L. van der Sneppen

Liquid-Phase and Evanescent-Wave Cavity Ring-Down Spectroscopy in Analytical Chemistry

Due to its simplicity, versatility, and straightforward interpretation into absolute concentrations, molecular absorbance detection is widely used in liquid-phase analytical chemistry. Because this method is inherently less sensitive than zero-background techniques such as fluorescence detection, alternative, more sensitive measurement principles are being explored. This review discusses one of these: cavity ring-down spectroscopy (CRDS). Advantages of this technique include its long measurement pathlength and its insensitivity to light-source-intensity fluctuations. CRDS is already a well-established technique in the gas phase, so we focus on two new modes: liquid-phase CRDS and evanescent-wave (EW)-CRDS. Applications of liquid-phase CRDS in analytical chemistry focus on improving the sensitivity of absorbance detection in liquid chromatography. Currently, EW-CRDS is still in early stages: It is used to study basic interactions between molecules and silica surfaces. However, in the future this method may be used to develop, for instance, biosensors with high specificity.

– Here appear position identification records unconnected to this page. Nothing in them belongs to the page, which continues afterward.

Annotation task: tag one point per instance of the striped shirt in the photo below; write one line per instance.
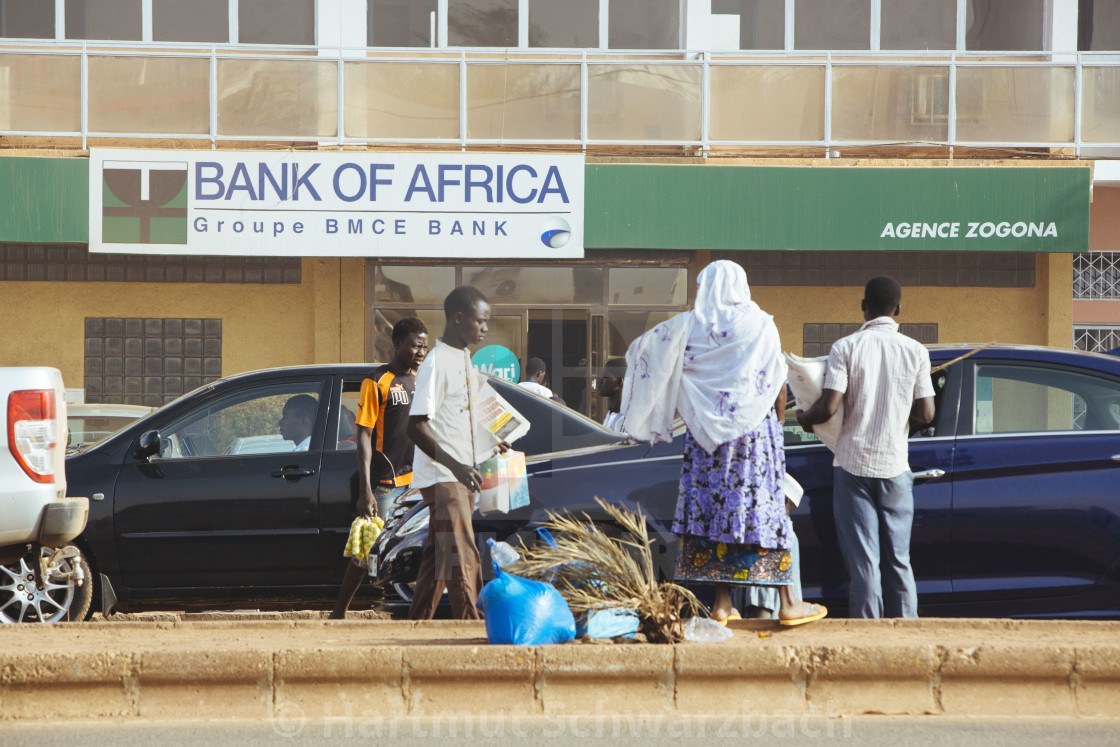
(880, 373)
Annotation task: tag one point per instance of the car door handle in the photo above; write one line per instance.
(288, 473)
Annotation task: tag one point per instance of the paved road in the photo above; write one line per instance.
(544, 731)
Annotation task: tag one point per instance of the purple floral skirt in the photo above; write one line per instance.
(734, 494)
(719, 562)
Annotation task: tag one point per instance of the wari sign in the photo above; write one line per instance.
(332, 204)
(497, 361)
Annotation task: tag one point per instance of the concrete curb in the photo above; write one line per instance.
(323, 670)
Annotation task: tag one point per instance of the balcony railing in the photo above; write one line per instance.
(579, 100)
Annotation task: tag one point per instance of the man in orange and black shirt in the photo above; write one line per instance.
(384, 449)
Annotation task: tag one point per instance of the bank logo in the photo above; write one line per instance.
(556, 233)
(143, 203)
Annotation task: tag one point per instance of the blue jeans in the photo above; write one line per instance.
(874, 516)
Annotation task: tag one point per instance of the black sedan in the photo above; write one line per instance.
(1017, 492)
(204, 504)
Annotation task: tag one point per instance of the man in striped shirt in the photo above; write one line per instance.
(883, 379)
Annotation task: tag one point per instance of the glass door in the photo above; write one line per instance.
(561, 338)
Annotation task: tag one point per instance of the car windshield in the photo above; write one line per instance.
(556, 427)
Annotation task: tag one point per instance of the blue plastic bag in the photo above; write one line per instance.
(524, 613)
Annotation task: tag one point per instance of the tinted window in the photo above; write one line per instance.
(104, 19)
(644, 25)
(569, 24)
(199, 20)
(27, 19)
(1018, 399)
(400, 22)
(245, 421)
(554, 427)
(482, 22)
(276, 21)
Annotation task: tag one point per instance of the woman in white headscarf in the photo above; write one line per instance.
(721, 367)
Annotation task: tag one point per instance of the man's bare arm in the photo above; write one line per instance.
(822, 410)
(421, 435)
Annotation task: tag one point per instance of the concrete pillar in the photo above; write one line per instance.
(337, 321)
(1054, 278)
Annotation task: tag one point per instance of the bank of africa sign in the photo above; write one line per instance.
(330, 204)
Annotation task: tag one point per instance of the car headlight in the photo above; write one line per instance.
(414, 523)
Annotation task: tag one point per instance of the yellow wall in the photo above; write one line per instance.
(323, 319)
(262, 325)
(1032, 316)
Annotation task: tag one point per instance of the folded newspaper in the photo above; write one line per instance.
(496, 420)
(806, 381)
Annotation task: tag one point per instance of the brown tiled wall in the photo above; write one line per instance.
(943, 269)
(818, 338)
(74, 262)
(133, 361)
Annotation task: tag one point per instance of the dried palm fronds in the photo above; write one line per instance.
(593, 570)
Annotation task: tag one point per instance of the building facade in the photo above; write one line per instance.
(818, 142)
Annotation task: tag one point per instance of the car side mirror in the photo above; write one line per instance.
(148, 446)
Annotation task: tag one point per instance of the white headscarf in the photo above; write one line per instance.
(720, 365)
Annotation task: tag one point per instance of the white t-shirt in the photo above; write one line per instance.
(880, 372)
(537, 389)
(446, 382)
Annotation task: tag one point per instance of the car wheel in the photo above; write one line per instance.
(406, 590)
(24, 599)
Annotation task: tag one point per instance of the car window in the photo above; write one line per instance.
(1017, 399)
(346, 439)
(553, 427)
(246, 421)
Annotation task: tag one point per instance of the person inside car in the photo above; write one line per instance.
(298, 419)
(534, 377)
(610, 386)
(382, 426)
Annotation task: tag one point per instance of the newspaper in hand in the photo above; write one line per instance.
(806, 380)
(496, 420)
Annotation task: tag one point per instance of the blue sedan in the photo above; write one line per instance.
(1017, 497)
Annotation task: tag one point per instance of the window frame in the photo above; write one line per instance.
(967, 426)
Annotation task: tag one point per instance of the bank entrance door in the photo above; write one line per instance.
(568, 341)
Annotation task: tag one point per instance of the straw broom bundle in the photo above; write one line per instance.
(595, 571)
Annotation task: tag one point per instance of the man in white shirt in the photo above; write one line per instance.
(445, 467)
(883, 379)
(298, 419)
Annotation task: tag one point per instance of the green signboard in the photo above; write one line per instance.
(44, 199)
(706, 207)
(728, 207)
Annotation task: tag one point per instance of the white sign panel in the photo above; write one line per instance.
(336, 204)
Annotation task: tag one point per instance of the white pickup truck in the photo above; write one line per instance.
(43, 578)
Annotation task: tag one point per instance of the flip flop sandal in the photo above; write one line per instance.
(808, 618)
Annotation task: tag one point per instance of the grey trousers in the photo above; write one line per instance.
(874, 516)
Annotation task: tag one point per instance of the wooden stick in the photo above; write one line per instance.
(958, 360)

Cavity Ring-Down Spectroscopy for Detection in Liquid Chromatography: Extension to Tunable Sources and Ultraviolet Wavelengths

In earlier studies, it was demonstrated that the sensitivity of absorbance detection in liquid chromatography (LC) can be improved significantly by using cavity ring-down spectroscopy (CRDS). Thus far, CRDS experiments have been performed using visible laser light at fixed standard wavelengths, such as 532 nm. However, since by far most compounds of analytical interest absorb in the ultraviolet (UV), it is of utmost importance to develop UV-CRDS. In this study, as a first step towards the deep-UV region, LC separations with CRDS detection (using a previously described liquid-only cavity flow cell) at 457 and 355 nm are reported for standard mixtures of dyes and nitro-polyaromatic hydrocarbons (nitro-PAHs), respectively. For the measurements in the blue range a home-built optical parametric oscillator (OPO) system, tunable between 425 and 478 nm, was used, achieving a baseline noise of 2.7 × 10−6 A.U. at 457 nm, improving upon the sensitivity of conventional absorbance detection (typically around 10−4 A.U.). An enhancement of the sensitivity can be seen at 355 nm as well, but the improvement of the baseline noise (1.3 × 10−5 A.U.) is much less pronounced. The sensitivity at 355 nm is limited by the quality of the UV-CRDS mirrors that are currently available: whereas the ring-down times as obtained at 457 nm are around 70–80 ns for the eluent, they are only 20–25 ns at 355 nm. Critical laser characteristics for LC-CRDS measurements, such as pulse length and mode structure, are given and prospects for going to shorter wavelengths are discussed.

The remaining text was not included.